Heads started turning. The bus was silent except for the dulcet sounds of a nascent religious war emanating from the back of the bus where my new best friend and I sat.
“Don’t f*** with me, man. Feelings. What kind of feelings. You’re stupid, man. F*** you. Get off my back.”
Another guy, an older Native American dude, had heard enough, and chimed in:
“Man,” the new guy said, “your shirt says to ask you about Islam! Why won’t you answer the man?”
“Nah, f*** you both. Look at you people. Pathetic. Fornicators.”
“Read Deuteronomy, man,” the Native dude said. The two got into it and started interrupting each other. More heads started turning.
“You keep asking me about Islam, but how can I tell you about Islam if you keep interrupting me?” He pronounced the name of his religion with a long “a”, so that it rhymed with “lamb” or “ham”.
“Islahm,” Read Deuteronomy said, rolling his eyes.
“IsLAHM, IsLAHM,” came the mocking reply. “IsLAHM.”
A fourth man, a young Black man, removed the earbuds from his ears, rolled his eyes at all three of us a few times, rolled his whole head at us a few times, and loudly rebuked us: “Are y’all seriously arguing about religion? Y’all are grown-ass men, arguing about religion on a bus.”

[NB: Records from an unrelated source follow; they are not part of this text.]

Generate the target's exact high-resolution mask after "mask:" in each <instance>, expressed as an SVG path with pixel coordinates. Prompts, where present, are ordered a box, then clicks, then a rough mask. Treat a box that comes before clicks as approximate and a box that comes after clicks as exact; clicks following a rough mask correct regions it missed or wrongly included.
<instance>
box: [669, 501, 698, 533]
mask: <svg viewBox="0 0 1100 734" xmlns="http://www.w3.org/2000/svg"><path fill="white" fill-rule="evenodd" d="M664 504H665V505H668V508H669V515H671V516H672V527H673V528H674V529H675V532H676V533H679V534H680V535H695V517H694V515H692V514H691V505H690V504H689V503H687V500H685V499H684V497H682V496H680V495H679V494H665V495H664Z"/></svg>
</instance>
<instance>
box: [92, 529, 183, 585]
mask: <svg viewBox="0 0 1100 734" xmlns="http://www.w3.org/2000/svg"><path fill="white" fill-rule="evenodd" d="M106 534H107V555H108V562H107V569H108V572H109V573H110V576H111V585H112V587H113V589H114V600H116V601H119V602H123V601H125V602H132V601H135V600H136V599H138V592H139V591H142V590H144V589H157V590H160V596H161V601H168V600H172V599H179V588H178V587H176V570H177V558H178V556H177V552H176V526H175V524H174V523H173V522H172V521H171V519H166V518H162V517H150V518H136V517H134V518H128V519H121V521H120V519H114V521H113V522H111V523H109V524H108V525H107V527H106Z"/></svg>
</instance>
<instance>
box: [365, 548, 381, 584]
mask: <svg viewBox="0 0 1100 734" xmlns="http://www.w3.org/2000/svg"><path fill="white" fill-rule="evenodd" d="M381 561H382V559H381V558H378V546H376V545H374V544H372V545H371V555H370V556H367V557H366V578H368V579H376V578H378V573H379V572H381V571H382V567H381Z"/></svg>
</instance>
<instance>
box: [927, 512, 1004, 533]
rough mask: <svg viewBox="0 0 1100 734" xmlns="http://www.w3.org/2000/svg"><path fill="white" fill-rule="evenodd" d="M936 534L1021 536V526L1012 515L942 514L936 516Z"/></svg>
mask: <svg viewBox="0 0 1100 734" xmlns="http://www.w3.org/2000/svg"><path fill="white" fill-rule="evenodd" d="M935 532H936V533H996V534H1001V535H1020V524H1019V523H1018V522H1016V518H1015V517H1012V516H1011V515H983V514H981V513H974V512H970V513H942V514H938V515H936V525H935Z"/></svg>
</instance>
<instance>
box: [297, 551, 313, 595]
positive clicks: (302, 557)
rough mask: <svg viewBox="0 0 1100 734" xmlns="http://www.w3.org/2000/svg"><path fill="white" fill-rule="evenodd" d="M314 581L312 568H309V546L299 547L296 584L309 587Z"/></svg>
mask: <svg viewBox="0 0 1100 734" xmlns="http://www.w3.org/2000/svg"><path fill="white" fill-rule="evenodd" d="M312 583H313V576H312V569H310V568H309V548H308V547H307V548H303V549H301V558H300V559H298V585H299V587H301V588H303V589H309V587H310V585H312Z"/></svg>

Ask Me About Islam said something back, Read Deuteronomy said something back, Grown-Ass Man said something back, White Fool in a Pinstripe Fedora (me) said something back, and now there were four grown-ass men arguing about religion, and arguing about arguing about religion, at the back of an otherwise silent, crowded bus rumbling towards downtown St. Paul at the height of rush hour. All around us, people held their faces in their hands, slowly shaking their heads. This was not what I was looking for when I took Ask Me About Islam’s t-shirt up on its (apparently merely rhetorical) offer to have a wonderful dialogue about the wonders and mystery of the peace and love and kindness and goodwill that religion can spread among the variously hued peoples of God’s blessed, abundant earth.
“F*** this,” Ask Me About Islam said, “I’m moving. I’m not keeping company with sinful, wicked men.” He huffed off to the front of the bus. I stifled a laugh. My heart was racing. The argument died down a bit as Read Deuteronomy and Grown-Ass Man and I discussed the African origins of humanity, how religion makes us feel, and which books and authors each should read in order to get a clue (Colors and Templeton, respectively). Fist bumps of respect were exchanged.

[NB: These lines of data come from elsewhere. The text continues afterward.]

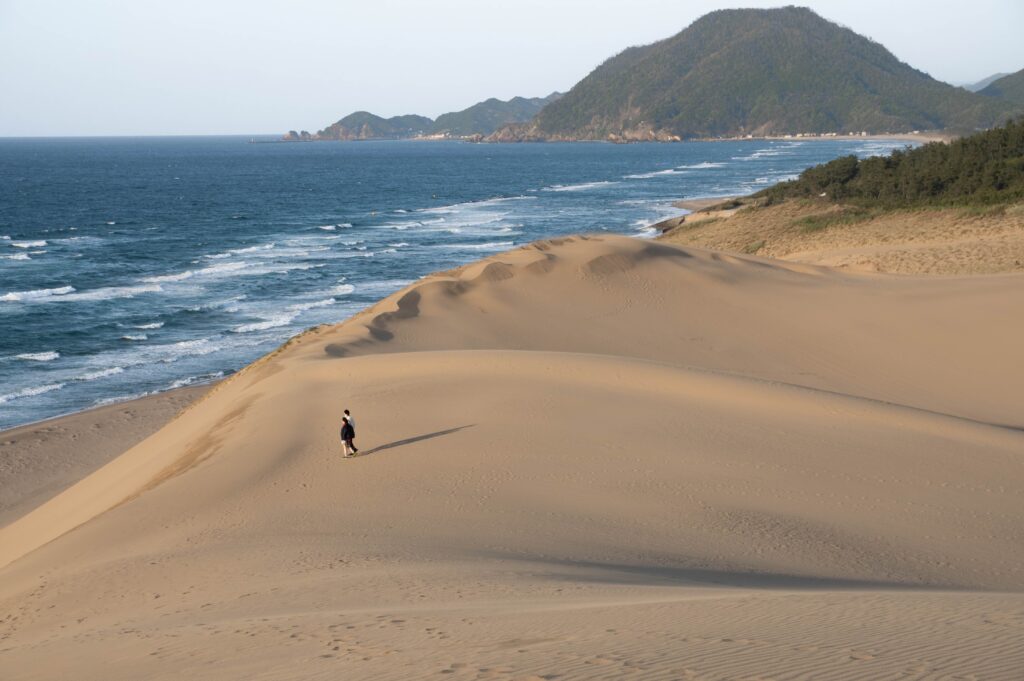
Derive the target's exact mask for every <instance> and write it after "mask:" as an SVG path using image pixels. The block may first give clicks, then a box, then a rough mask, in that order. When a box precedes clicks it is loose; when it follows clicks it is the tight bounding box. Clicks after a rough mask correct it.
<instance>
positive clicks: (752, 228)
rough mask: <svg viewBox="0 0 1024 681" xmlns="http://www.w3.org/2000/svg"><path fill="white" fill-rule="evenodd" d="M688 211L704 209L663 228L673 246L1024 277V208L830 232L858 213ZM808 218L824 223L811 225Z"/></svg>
mask: <svg viewBox="0 0 1024 681" xmlns="http://www.w3.org/2000/svg"><path fill="white" fill-rule="evenodd" d="M717 203H720V202H717ZM677 205H678V204H677ZM715 205H716V203H712V206H715ZM691 206H692V207H691ZM683 207H684V208H690V210H694V211H700V212H697V213H694V214H692V215H687V216H686V217H685V219H684V220H683V221H682V222H679V221H676V222H673V221H672V220H667V221H666V222H664V223H659V224H658V225H655V226H658V227H660V228H663V229H664V228H668V229H669V232H668V233H667V235H665V237H664V239H665V240H666V241H668V242H670V243H673V244H679V245H681V246H698V247H700V248H710V249H715V250H722V251H732V252H738V253H753V254H757V255H759V256H766V257H771V258H782V259H785V260H791V261H794V262H804V263H809V264H818V265H828V266H831V267H839V268H843V269H850V270H859V271H877V272H889V273H899V274H929V275H932V274H940V275H946V274H993V273H998V272H1024V204H1021V205H1016V206H1007V207H992V208H989V209H982V210H972V209H963V208H943V209H938V208H927V209H919V210H899V211H891V212H885V213H878V214H876V213H873V212H870V211H867V212H865V213H864V214H863V215H860V216H856V215H855V216H853V218H852V219H849V220H848V221H847V222H845V223H839V224H833V225H826V226H824V227H823V228H815V226H816V225H817V224H822V222H821V221H820V220H821V219H822V218H825V217H827V216H829V215H836V214H839V213H843V212H844V211H845V214H846V215H850V211H851V210H856V209H851V208H850V207H846V208H844V207H842V206H836V205H831V204H820V203H818V202H798V201H790V202H785V203H783V204H781V205H777V206H770V207H767V208H757V209H753V210H752V209H746V210H742V209H741V210H736V209H732V210H717V211H709V210H708V208H709V206H708V205H707V204H706V203H701V202H696V203H693V204H689V205H686V206H683ZM808 219H812V220H818V222H817V223H816V224H815V223H812V224H811V225H810V226H809V225H808V222H807V220H808Z"/></svg>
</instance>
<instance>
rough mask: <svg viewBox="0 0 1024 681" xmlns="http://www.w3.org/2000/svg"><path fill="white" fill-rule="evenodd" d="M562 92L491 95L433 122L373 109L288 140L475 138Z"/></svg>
mask: <svg viewBox="0 0 1024 681" xmlns="http://www.w3.org/2000/svg"><path fill="white" fill-rule="evenodd" d="M560 96H561V93H559V92H553V93H551V94H549V95H548V96H546V97H512V98H511V99H509V100H508V101H503V100H501V99H497V98H494V97H492V98H490V99H487V100H485V101H480V102H478V103H475V104H473V105H472V107H470V108H468V109H465V110H463V111H461V112H451V113H447V114H441V115H440V116H438V117H437V120H436V121H434V120H432V119H430V118H427V117H426V116H416V115H407V116H394V117H392V118H387V119H386V118H382V117H380V116H376V115H374V114H371V113H370V112H354V113H352V114H349V115H348V116H346V117H345V118H343V119H341V120H340V121H337V122H335V123H332V124H331V125H329V126H328V127H326V128H324V129H323V130H321V131H319V132H317V133H315V134H309V133H308V132H306V131H304V130H303V131H302V132H296V131H295V130H292V131H290V132H289V133H288V134H287V135H285V139H286V140H289V141H299V140H317V141H318V140H340V141H344V140H356V139H408V138H411V137H429V136H452V137H472V136H474V135H476V136H481V137H482V136H484V135H489V134H492V133H493V132H494V131H495V130H497V129H498V128H500V127H501V126H503V125H507V124H510V123H521V122H525V121H529V120H530V119H532V118H534V117H535V116H536V115H537V114H538V113H539V112H540V111H541V110H542V109H544V107H545V105H547V104H548V103H550V102H552V101H554V100H556V99H558V97H560Z"/></svg>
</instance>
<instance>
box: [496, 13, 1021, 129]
mask: <svg viewBox="0 0 1024 681" xmlns="http://www.w3.org/2000/svg"><path fill="white" fill-rule="evenodd" d="M1021 108H1022V105H1019V104H1015V103H1014V102H1011V101H1008V100H1006V99H999V98H996V97H990V96H983V95H980V94H974V93H972V92H969V91H967V90H965V89H963V88H958V87H953V86H952V85H948V84H946V83H942V82H940V81H937V80H935V79H933V78H932V77H930V76H929V75H927V74H925V73H923V72H921V71H918V70H916V69H913V68H912V67H910V66H908V65H906V63H903V62H902V61H900V60H899V59H898V58H896V57H895V56H894V55H893V54H892V53H891V52H890V51H889V50H887V49H886V48H885V47H884V46H882V45H880V44H879V43H876V42H872V41H871V40H869V39H867V38H865V37H863V36H860V35H857V34H856V33H854V32H853V31H850V30H849V29H846V28H843V27H841V26H838V25H836V24H833V23H830V22H828V20H826V19H824V18H822V17H820V16H818V15H817V14H815V13H814V12H813V11H811V10H809V9H806V8H802V7H783V8H778V9H767V10H765V9H736V10H721V11H716V12H712V13H710V14H707V15H705V16H702V17H701V18H699V19H697V20H696V22H694V23H693V24H692V25H691V26H690V27H688V28H687V29H685V30H684V31H682V32H681V33H679V34H677V35H675V36H673V37H671V38H668V39H666V40H663V41H660V42H656V43H653V44H651V45H645V46H641V47H631V48H629V49H627V50H625V51H623V52H622V53H620V54H617V55H616V56H614V57H612V58H610V59H608V60H607V61H605V62H604V63H602V65H601V66H600V67H598V68H597V69H595V70H594V72H593V73H591V74H590V75H589V76H587V77H586V78H584V79H583V80H582V81H581V82H580V83H579V84H577V85H575V86H574V87H573V88H572V89H571V90H569V92H568V93H566V95H565V96H564V97H562V98H561V99H559V100H558V101H556V102H553V103H551V104H550V105H548V107H546V108H545V109H544V110H543V111H542V112H541V113H540V114H539V115H538V117H537V118H536V119H535V120H534V121H532V122H531V123H529V124H527V125H519V126H514V127H512V128H508V129H504V130H500V131H499V132H498V133H497V134H496V135H495V137H494V139H495V140H496V141H507V140H514V139H523V140H528V139H552V140H558V139H611V140H631V139H651V140H654V139H657V140H668V139H687V138H695V137H718V136H743V135H754V136H760V135H772V134H787V133H794V134H795V133H815V134H830V133H835V134H846V133H859V132H862V131H867V132H872V133H881V132H910V131H914V130H939V129H952V130H957V131H961V132H964V131H974V130H977V129H981V128H987V127H990V126H992V125H994V124H996V123H998V122H1000V121H1002V120H1005V119H1006V118H1007V116H1008V115H1010V114H1012V113H1013V112H1015V111H1020V110H1021Z"/></svg>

Grown-Ass Man got off the bus, still fired up. “Read Colors!”
Read Deuteronomy and I spent the rest of the ride discussing Ask Me About Islam, Read Deuteronomy’s PTSD from Viet Nam, computer software, our fathers, and the changing landscape of St. Paul since the 1960s. The conversation turned more manageable. Only two other people, a lady who hadn’t witnessed the earlier sideshow and the driver, remained on the bus by the time it reached the depot, the end of the line. The lady asked us all for some walking directions. The driver and Read Deuteronomy graciously gave them to her.
Read Deuteronomy and I shook hands, exchanged real names, and wished each other a nice evening.
I’m still laughing. Oops.
Anybody got a biblical passage to shed light on this? Or a passage from the Quran? Or anything? Bueler? Bueler?